柳傾城聽聞老者的話,這才抹掉臉上的淚痕,深吸了幾口氣,問,“你是醫仙華鳩。”
華鳩聞言大笑了起來,“好聰明的小姑娘。”
柳傾城聽著華鳩的夸贊,不禁失笑,“我若真的聰明也不會被人利用的那么徹底。”
“不不不,那只能說明你太善良,不明白人心險惡。你與老夫只在酒宴上見過一回,你還能記得我,難道不是聰明嗎?”
柳傾城聽到這樣的解釋,苦笑的搖了搖頭,雖說人善被人欺,可若是善人不笨,又怎么會被人欺負呢?
“南有華醫仙,北有賀毒梟。”柳傾城垂著眸子輕聲說道:“江湖誰人不知醫仙華鳩,毒梟賀云盤?”
華鳩聽著柳傾城的話,大笑著,開口問,“小姑娘,如果老夫有法子去掉你身上所有的疤痕,讓你年輕漂亮回去,你可愿意?”
柳傾城聽著這樣讓人匪夷所思的事,輕笑著,自己身上的疤痕多的數不勝數,怎么可能通通去掉?疤痕又不是水墨丹青,在那水里多泡幾天就能淡去消逝,它是身上的一塊肉,就算削去了,也會有新的……這疤痕注定要跟著她一輩子。
見柳傾城低笑不說話,華鳩的面容就顯得很不高興,“你不相信我?”
柳傾城抬眼看著他笑了笑,依舊不說話。
華鳩見柳傾城不相信自己所說,很不高興,他站起身子,推開車廂門,走了出去,柳傾城還能聽到他跳下馬車的聲響,想來他身子也算硬朗,怎么還沒老就開始說胡話了呢?
柳傾城坐在木板上,頭依靠著那些木箱,這馬車會去哪兒呢?自己又該何去何從?本以為自己一輩子就那樣結束了,可如今上天既然讓她活下來了,她的心又開始有了太多的不甘,她想用剩下的半條命讓那個男人也吃些苦頭!他在她身上拿走的,她也要一一的討要回來。
幾個時辰過去,天色漸漸昏暗了下來。馬車行駛的車速也開始放緩,不一會兒,也就停歇了下來。柳傾城這才站起了身子,推開車門,只見馬車停歇在一片原野之上,天色已晚,即使是七月的天,夜里也夾帶著一絲冷風,她小心翼翼的走出了車廂,跳下了馬車。
她看了看前方,只見這里一共是四駕馬車,自己坐的就是最后那架放置行裝的。她走上前去,只見那個救了自己兩次的男人,他身著黑色錦袍站在第二架馬車前,伸手扶著站著的男子,柳傾城一怔,車上之人正是蘇祈。
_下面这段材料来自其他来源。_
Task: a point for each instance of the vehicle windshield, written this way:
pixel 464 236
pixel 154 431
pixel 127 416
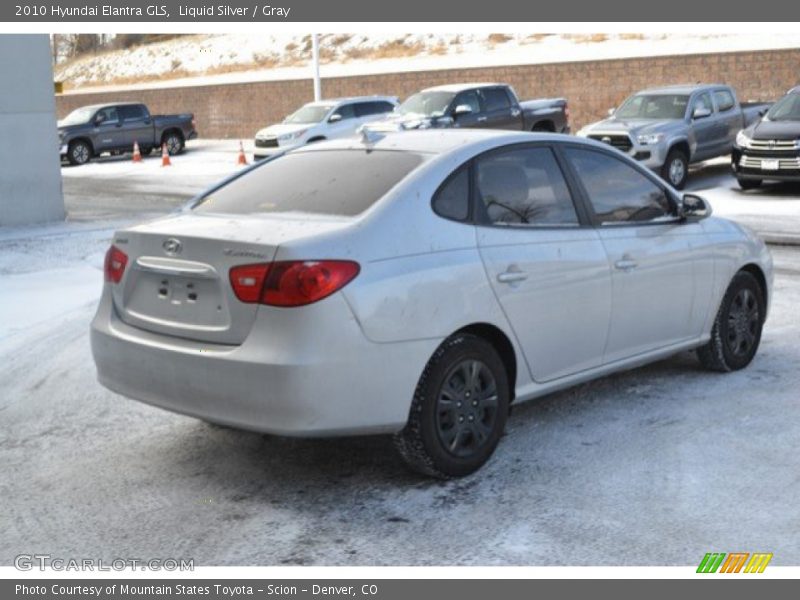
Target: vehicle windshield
pixel 345 183
pixel 429 104
pixel 785 109
pixel 78 116
pixel 310 113
pixel 653 106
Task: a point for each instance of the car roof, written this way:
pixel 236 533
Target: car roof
pixel 460 87
pixel 438 141
pixel 342 100
pixel 686 88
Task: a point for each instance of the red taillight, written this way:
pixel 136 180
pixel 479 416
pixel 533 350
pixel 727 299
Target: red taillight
pixel 291 283
pixel 114 265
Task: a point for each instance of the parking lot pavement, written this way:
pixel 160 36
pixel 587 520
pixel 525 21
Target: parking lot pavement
pixel 117 187
pixel 773 210
pixel 654 466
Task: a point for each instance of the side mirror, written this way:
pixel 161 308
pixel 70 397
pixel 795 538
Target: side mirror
pixel 694 207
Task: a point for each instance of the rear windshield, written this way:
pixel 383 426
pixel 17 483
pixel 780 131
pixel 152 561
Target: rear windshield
pixel 323 182
pixel 653 106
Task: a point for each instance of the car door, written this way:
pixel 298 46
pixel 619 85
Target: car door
pixel 546 265
pixel 107 131
pixel 342 122
pixel 730 119
pixel 475 116
pixel 136 126
pixel 649 252
pixel 500 112
pixel 706 129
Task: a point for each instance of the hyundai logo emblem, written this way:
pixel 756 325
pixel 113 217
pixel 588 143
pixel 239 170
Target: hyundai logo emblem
pixel 172 246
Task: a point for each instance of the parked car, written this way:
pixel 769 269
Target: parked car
pixel 770 148
pixel 669 128
pixel 91 130
pixel 441 276
pixel 478 105
pixel 323 120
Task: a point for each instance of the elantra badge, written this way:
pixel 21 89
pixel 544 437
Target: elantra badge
pixel 172 246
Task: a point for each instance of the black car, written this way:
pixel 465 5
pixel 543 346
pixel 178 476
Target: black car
pixel 770 148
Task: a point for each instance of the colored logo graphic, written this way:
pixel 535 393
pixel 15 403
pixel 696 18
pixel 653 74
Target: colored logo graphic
pixel 735 562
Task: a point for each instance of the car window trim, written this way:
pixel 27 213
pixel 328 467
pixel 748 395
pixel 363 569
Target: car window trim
pixel 586 200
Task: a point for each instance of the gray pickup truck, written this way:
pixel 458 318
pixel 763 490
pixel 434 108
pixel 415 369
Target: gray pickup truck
pixel 477 105
pixel 669 128
pixel 91 130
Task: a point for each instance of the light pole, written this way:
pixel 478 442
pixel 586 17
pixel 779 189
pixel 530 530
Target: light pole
pixel 315 61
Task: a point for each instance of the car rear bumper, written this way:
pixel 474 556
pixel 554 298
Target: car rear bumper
pixel 274 382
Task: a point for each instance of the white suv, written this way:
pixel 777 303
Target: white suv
pixel 323 120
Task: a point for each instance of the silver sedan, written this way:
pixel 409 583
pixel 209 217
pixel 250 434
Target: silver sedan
pixel 419 284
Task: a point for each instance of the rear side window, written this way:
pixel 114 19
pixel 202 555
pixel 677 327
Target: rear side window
pixel 365 109
pixel 348 111
pixel 524 186
pixel 618 192
pixel 496 99
pixel 131 113
pixel 724 100
pixel 452 199
pixel 324 182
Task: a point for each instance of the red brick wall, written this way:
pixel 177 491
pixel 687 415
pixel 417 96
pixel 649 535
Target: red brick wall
pixel 592 87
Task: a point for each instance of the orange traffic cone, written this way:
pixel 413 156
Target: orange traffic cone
pixel 242 160
pixel 165 162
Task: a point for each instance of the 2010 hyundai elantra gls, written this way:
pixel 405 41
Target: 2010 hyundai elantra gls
pixel 419 283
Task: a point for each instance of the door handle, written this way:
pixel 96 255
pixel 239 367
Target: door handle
pixel 511 276
pixel 626 264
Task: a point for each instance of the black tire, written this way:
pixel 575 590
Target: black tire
pixel 749 184
pixel 462 396
pixel 676 168
pixel 736 333
pixel 174 142
pixel 79 152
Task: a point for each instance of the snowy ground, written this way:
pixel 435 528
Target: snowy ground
pixel 655 466
pixel 240 57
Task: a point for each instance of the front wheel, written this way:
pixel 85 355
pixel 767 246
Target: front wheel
pixel 736 333
pixel 459 409
pixel 79 153
pixel 676 169
pixel 174 143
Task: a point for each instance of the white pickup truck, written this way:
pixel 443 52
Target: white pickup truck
pixel 669 128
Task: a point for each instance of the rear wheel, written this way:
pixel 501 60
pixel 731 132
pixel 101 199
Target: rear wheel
pixel 736 333
pixel 676 169
pixel 174 142
pixel 749 184
pixel 79 152
pixel 459 409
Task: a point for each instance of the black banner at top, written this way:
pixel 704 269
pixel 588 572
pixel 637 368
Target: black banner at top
pixel 496 11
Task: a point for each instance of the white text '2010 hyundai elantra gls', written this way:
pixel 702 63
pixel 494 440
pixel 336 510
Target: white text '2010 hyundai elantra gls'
pixel 418 283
柳傾城小跑上前,站在馬車邊上。蘇祈站落地,轉身看向柳傾城,柳傾城一愣,一時間說不出一句話來。她看著眼前的蘇祈,很是震驚,之前他行頭邋遢骯臟,柳傾城看著也只是覺得這個男人是個小白臉,方才遠遠的看也沒發現什么,可如今這走進了才發現這個少年真可以用“美”來形容,蘇祈見柳傾城那般看著自己,轉身便走,黑袍男子緊跟在他身后,想來是他的護衛。他向著前方的篝火走去,柳傾城見他走遠,急忙跟上前去。
她跑到無心身旁,又看了一眼無心,見他一身黑色的錦袍,衣著布料皆為上等,身姿健壯硬朗,像一只黑夜里的獵豹,銀玉冠發,眉清目秀,身上帶著一絲不可靠近的英氣。柳傾城暗嘆著還真是個百變的男人,在斗獸場的時候他一身富商裝扮,那時候她還以為他三十來歲,可現在一看,也大不了二十五。
“無心,夜里做好巡查,想來這里的豺狼虎豹不少。”
柳傾城聽著蘇祈的聲音,在這空曠的黑夜里極為響亮,也溫潤得很。
“公子放心,有華醫仙在,他那些奇奇怪怪的藥夠那些豺狼虎豹受的了。”無心說著面帶微笑,似乎極為敬重眼前之人。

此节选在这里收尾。